Inference-Time Rethinking with Latent Thought Vectors for Math Reasoning
Standard chain-of-thought reasoning generates a solution in a single forward pass, committing irrevocably to each token and lacking a mechanism to recover from early errors. We introduce Inference-Time Rethinking, a generative framework that enables iterative self-correction by decoupling declarative latent thought vectors from procedural generation. We factorize reasoning into a continuous latent thought vector (what to reason about) and a decoder that verbalizes the trace conditioned on this vector (how to reason). Beyond serving as a declarative buffer, latent thought vectors compress the reasoning structure into a continuous representation that abstracts away surface-level token variability, making gradient-based optimization over reasoning strategies well-posed. Our prior model maps unstructured noise to a learned manifold of valid reasoning patterns, and at test time we employ a Gibbs-style procedure that alternates between generating a candidate trace and optimizing the latent vector to better explain that trace, effectively navigating the latent manifold to refine the reasoning strategy. Training a 0.2B-parameter model from scratch on GSM8K, our method with 30 rethinking iterations surpasses baselines with 10 to 15 times more parameters, including a 3B counterpart. This result demonstrates that effective mathematical reasoning can emerge from sophisticated inference-time computation rather than solely from massive parameter counts.
💡 Research Summary
Standard chain‑of‑thought (CoT) prompting generates a reasoning trace in a single forward pass, irrevocably committing to each token. Early mistakes therefore propagate unchecked, and the model has no mechanism to backtrack. This paper proposes a cognitively inspired separation between declarative knowledge (what to think) and procedural execution (how to express), realized through latent thought vectors (z). A prior encoder maps random Gaussian noise z₀ into a structured continuous vector z, which serves as a global conditioning signal for a Transformer decoder. The decoder cross‑attends to z at every layer, while its own self‑attention window is deliberately limited (w = 64 tokens) so that long‑range logical structure must be encoded in z rather than in local token context.

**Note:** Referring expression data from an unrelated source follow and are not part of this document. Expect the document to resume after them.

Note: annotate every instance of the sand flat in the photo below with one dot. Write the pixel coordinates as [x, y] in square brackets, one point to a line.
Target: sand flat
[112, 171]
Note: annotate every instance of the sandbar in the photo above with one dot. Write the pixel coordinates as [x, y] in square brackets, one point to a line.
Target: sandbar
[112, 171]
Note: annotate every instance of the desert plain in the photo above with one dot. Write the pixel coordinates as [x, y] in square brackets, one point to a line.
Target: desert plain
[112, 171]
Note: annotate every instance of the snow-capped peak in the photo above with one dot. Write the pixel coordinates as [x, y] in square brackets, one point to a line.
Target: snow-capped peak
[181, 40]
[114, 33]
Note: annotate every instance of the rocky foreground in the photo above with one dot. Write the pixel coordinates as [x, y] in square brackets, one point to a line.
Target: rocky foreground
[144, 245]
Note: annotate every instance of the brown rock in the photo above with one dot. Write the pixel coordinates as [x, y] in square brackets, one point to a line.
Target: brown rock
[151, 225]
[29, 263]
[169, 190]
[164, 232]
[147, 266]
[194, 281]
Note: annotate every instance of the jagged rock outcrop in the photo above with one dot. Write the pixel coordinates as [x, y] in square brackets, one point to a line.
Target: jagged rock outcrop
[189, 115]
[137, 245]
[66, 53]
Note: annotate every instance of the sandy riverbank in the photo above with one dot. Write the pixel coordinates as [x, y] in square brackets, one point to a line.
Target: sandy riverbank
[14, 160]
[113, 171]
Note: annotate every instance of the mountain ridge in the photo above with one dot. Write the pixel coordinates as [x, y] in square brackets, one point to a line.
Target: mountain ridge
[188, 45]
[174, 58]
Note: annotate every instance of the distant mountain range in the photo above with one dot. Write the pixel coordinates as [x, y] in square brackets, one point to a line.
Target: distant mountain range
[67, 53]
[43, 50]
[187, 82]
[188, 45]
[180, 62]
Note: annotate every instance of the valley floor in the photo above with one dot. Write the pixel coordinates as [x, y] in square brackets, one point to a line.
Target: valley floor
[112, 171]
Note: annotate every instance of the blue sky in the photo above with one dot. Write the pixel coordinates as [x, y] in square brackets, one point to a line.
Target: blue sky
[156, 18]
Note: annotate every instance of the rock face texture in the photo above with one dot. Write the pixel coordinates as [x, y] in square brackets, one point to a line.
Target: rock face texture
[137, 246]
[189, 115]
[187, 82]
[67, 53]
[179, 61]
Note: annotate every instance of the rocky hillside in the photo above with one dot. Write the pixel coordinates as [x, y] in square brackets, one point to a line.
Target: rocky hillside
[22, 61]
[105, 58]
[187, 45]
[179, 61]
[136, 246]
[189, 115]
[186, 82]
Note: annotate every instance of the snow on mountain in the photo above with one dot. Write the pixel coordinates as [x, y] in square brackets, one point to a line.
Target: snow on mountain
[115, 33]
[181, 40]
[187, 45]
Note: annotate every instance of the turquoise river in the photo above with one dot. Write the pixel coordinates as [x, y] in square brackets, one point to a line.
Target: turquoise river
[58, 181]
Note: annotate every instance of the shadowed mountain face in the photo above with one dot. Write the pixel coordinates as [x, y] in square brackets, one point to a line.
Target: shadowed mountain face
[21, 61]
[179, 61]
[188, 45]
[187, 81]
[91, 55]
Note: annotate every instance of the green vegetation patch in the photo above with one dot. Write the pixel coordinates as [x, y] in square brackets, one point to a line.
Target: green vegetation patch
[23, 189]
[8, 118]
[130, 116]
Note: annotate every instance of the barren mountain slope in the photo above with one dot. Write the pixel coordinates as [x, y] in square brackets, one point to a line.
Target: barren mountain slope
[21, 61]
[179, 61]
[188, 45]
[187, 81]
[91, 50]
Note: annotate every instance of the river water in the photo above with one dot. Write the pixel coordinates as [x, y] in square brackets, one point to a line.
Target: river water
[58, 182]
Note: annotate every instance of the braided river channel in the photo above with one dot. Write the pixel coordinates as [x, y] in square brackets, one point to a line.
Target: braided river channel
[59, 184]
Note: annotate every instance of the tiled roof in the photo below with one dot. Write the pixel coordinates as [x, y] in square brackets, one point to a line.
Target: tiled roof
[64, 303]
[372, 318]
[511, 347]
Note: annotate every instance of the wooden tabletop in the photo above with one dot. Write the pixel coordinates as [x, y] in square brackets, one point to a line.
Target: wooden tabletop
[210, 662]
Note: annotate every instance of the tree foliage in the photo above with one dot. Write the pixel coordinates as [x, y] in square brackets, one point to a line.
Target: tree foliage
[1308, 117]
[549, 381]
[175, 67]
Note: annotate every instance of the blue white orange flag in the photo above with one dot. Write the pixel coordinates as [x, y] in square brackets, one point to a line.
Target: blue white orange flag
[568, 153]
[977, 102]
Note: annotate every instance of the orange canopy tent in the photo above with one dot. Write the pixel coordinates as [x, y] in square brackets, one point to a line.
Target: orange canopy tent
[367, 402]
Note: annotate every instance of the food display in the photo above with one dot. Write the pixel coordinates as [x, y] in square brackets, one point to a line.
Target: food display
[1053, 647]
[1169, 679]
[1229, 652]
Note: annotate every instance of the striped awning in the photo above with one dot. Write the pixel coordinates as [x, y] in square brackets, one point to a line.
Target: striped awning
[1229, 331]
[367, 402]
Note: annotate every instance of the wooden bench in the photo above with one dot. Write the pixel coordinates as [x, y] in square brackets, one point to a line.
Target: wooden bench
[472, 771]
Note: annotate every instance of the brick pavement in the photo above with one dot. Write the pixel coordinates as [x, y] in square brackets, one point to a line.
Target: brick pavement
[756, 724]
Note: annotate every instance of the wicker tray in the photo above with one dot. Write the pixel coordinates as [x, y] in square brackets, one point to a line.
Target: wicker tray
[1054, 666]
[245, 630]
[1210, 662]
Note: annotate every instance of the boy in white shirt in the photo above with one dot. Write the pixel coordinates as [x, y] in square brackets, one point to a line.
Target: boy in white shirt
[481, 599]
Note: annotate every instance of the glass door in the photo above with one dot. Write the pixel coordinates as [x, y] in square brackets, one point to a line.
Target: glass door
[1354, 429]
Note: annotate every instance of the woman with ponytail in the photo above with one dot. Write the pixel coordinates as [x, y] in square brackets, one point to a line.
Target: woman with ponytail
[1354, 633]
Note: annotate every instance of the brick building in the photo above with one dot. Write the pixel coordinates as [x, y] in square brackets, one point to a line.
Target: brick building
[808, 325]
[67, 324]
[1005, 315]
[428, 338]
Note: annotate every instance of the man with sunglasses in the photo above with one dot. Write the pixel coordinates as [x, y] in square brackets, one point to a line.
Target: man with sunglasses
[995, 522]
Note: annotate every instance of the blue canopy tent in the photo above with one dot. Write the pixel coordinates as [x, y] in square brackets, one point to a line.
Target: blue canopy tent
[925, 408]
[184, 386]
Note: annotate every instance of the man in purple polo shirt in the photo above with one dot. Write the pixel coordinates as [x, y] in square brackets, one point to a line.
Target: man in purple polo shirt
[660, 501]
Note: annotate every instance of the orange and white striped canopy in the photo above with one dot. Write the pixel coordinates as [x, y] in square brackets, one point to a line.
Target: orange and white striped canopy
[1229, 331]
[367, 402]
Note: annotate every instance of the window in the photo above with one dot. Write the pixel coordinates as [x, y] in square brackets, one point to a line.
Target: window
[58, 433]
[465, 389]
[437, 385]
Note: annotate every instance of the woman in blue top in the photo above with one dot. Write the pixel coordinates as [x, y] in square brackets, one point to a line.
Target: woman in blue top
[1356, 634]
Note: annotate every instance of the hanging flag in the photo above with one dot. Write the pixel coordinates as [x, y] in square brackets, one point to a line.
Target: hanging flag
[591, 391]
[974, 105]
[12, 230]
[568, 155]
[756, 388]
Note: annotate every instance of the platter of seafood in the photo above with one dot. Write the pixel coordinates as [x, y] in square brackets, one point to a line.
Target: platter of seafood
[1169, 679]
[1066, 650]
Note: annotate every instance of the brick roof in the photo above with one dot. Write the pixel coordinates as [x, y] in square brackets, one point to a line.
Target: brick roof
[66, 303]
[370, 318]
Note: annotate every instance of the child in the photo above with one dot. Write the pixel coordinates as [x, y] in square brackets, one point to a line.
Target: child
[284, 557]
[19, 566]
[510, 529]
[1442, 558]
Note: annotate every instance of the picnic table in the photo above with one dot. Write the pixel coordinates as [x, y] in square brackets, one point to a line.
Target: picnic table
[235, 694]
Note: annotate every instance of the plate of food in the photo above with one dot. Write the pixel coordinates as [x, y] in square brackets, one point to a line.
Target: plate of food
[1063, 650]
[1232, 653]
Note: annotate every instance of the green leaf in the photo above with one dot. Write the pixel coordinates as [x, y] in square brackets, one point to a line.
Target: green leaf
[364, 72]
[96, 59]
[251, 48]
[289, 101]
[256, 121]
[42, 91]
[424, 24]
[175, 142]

Training follows a variational Bayes approach. For each training example a non‑amortized Gaussian posterior q(z₀)=N(μ,diag(σ²)) is introduced and directly optimized together with the global parameters θ = (α,β). The ELBO consists of the expected log‑likelihood of the observed question‑answer pair given z and a KL regularizer toward the standard normal prior. Optimization proceeds on two timescales: fast local updates of (μ,σ²) using a high learning rate (≈0.3) for a small number of steps (T_fast = 16), and slow global updates of the encoder and decoder parameters with a modest learning rate (≈4×10⁻⁴). This dual‑rate scheme enables rapid per‑instance adaptation of the latent thought while still accumulating shared knowledge across the dataset, and avoids posterior collapse that often plagues VAEs for language.
Inference introduces “Inference‑Time Rethinking”, a Gibbs‑style iterative loop. Starting from an initial latent inferred from the question alone, the model alternates: (1) Generate a candidate reasoning trace xᵣ conditioned on the current z via the decoder; (2) Reflect by optimizing z₀ (or equivalently μ,σ²) to maximize the ELBO for the observed (question, generated trace). The second step effectively moves the latent vector toward a region of the learned manifold that better explains the trace, allowing the model to correct earlier mistakes. After T_rethink iterations (30 in the main experiments) the trace with the highest likelihood is selected as the final answer.
Experiments are conducted on three math reasoning benchmarks: GSM8K (in‑domain), SV‑AMP (out‑of‑domain wording variations), and MultiArith (out‑of‑domain multi‑step problems). All models are trained from scratch on an augmented GSM8K dataset (≈385 K examples) without any pre‑training. The proposed 0.2 B‑parameter model (Llama‑2‑style decoder + 2‑layer encoder with 64 latent tokens) is compared against much larger baselines (0.5 B and 3 B Qwen2.5 backbones) that use standard CoT fine‑tuning or other latent‑reasoning methods (iCoT‑SI, Coconut, CoLaR, CODI, MARCoS). Results show that even a single‑pass version (Rethink‑1) already outperforms most baselines, achieving 25.93 % on GSM8K versus 20–22 % for 3 B CoT‑SFT. With 30 rethinking iterations (Rethink‑30) the model reaches 31.54 % on GSM8K, 51.50 % on SV‑AMP, and 68.00 % on MultiArith, setting new state‑of‑the‑art across all three datasets despite being an order of magnitude smaller.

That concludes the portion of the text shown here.